Sage Dressing

Of all the prepared foods that we don’t buy anymore, one of the things I miss the least is store-bought salad dressing. Making it yourself takes no time at all and it means you can experiment with all different mixtures. Yesterday, I accidentally came across what may be the best home-made salad dressing I’ve ever made. It requires:

olive oil
rice vinegar
fresh sage leaves
1 garlic scape
nayonaisse
a tiny bit of liquid smoke
salt and pepper

Don’t know the measurements – like I said, you just have to use intuition, taste, and a little luck. But if you balance it out just right and blend it up, you will have yourself some very serious salad dressing indeed.


Costa Rica Holiday

In celebration of the new year, as well as Tina’s parent’s anniversary, we’ve spent the last week and a half in and around Puerto Viejo, Costa Rica.

While we were there, we stayed at the family-run Cashew Hill Jungle Cottages, which we can’t recommend highly enough. The website above hasn’t been updated since the place went under a change of management, but you more or less get the idea of what it looks like. We spent a fair amount of time hanging out with the proprietors, who clued us into a lot of really beautiful spots and great restaurants around the area.
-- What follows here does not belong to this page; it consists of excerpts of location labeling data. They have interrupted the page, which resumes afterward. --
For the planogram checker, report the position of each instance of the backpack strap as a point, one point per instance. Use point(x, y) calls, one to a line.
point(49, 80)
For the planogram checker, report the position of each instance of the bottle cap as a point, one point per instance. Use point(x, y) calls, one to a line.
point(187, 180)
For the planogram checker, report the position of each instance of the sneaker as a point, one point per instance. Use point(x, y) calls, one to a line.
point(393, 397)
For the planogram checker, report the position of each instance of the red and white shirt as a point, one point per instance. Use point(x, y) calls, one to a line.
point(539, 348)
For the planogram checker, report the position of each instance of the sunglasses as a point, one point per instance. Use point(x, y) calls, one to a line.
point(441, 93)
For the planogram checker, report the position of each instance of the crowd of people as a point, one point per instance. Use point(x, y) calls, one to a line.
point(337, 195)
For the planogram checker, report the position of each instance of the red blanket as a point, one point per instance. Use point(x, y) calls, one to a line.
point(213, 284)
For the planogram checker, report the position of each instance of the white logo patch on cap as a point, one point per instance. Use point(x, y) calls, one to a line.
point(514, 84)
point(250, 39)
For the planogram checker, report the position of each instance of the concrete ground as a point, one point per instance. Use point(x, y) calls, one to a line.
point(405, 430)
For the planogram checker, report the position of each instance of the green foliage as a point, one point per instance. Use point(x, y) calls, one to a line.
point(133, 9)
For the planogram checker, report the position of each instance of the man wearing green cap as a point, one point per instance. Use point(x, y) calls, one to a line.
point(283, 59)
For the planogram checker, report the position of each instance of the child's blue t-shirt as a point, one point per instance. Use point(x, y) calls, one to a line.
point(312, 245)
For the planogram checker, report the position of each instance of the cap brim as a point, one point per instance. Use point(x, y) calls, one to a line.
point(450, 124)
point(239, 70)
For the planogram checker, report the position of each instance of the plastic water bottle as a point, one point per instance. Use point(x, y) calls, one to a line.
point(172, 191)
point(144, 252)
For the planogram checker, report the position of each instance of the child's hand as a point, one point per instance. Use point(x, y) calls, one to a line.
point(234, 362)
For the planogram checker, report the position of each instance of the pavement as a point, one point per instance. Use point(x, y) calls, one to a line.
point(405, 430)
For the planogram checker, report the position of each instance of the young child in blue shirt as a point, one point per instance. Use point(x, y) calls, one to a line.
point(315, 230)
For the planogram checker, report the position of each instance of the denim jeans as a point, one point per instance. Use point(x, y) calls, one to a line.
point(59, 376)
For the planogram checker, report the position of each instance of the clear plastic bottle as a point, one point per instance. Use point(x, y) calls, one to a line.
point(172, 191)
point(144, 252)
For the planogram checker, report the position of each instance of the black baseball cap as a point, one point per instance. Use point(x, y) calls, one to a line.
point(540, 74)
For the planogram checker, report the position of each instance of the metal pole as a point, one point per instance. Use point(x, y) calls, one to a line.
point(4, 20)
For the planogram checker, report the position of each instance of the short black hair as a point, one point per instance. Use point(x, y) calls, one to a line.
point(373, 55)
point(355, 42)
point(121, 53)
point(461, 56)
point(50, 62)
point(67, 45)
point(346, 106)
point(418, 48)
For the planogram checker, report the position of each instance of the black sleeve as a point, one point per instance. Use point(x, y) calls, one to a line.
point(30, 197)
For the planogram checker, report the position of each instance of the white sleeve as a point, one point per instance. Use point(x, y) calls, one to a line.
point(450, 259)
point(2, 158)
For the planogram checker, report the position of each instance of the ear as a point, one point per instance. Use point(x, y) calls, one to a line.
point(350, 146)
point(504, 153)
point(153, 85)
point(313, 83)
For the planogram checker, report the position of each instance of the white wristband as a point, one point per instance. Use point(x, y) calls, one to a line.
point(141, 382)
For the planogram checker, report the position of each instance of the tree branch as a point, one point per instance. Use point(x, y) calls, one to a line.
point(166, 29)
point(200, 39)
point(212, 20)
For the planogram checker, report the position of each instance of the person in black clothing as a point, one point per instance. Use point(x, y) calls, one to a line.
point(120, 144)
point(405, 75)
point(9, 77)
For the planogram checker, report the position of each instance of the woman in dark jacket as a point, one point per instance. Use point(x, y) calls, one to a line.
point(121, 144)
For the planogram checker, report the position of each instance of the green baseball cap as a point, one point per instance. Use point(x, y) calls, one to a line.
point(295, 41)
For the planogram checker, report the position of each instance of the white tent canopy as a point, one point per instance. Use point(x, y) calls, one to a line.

Actually, Our culinary experience started on Cashew Hill itself, since we were able to eat starfruit and mamon chino from trees around the grounds. The owners are in the process of building a little bar on the grounds, so we left them with a starter bottle of starfruit-infused vodka. We also tried a very sour fruit that I can’t remember the name of. It was yellow and spherical, about the size of a small grapefruit, and the flesh inside looked like mango, but more yellow (rather than orange-ish). Can anybody identify this?

As it turns out, Puerto Viejo is very friendly to vegetarians and vegans – most restaurants have several vegetarian options and there were even a couple that focused exclusively (or predominantly) on veggie fare.

We visited a Bribri chocolate-making operation, where we got a demonstration of traditional cocoa production, including a tasting of 11 different flavors of their chocolate. This is our guide demonstrating the heating of banana leaves to make them more pliable in order to use them for as cooking wraps for food, etc.

We also brought home a small jar of their homemade achiote paste (I think there is actually a different name for this in Bribri, but I don’t remember what it is), made from trees grown on the property. Here are some of the achiote seed pods:

Apart from that, we drank a whole lot of delicious aguas frescas made from pineapple, tamarind, watermelon, mango, passionfruit, guanabana, and papaya. And we ate a ton of delicious plantains in the form of patacones.

One last thing I have to mention is neither local nor DIY or any of that, but is a classic Costa Rican condiment that I now can’t get enough of. Salsa Lizano is delicious and I want to eat it on everything, despite the fact that it is owned by Unilever, which is a gigantic corporation with very spotty business practices. Regardless, I may end up scouring the Caribbean markets on Church Ave for a bottle.


DIY Hot Hot Sauce

Our Chinese 5 Pepper plant has produced way too many peppers for us to actually eat, so we decided to try making some hot sauce.  This sauce is really hot, no joke.  I guess it’s the peppers?  They’re small, but pack quite a punch heatwise.  We followed this easy recipe and just bottled today!  This hot sauce will be bottled and given to some of my favorite chili aficionados.  It is EXTREMELY HOT.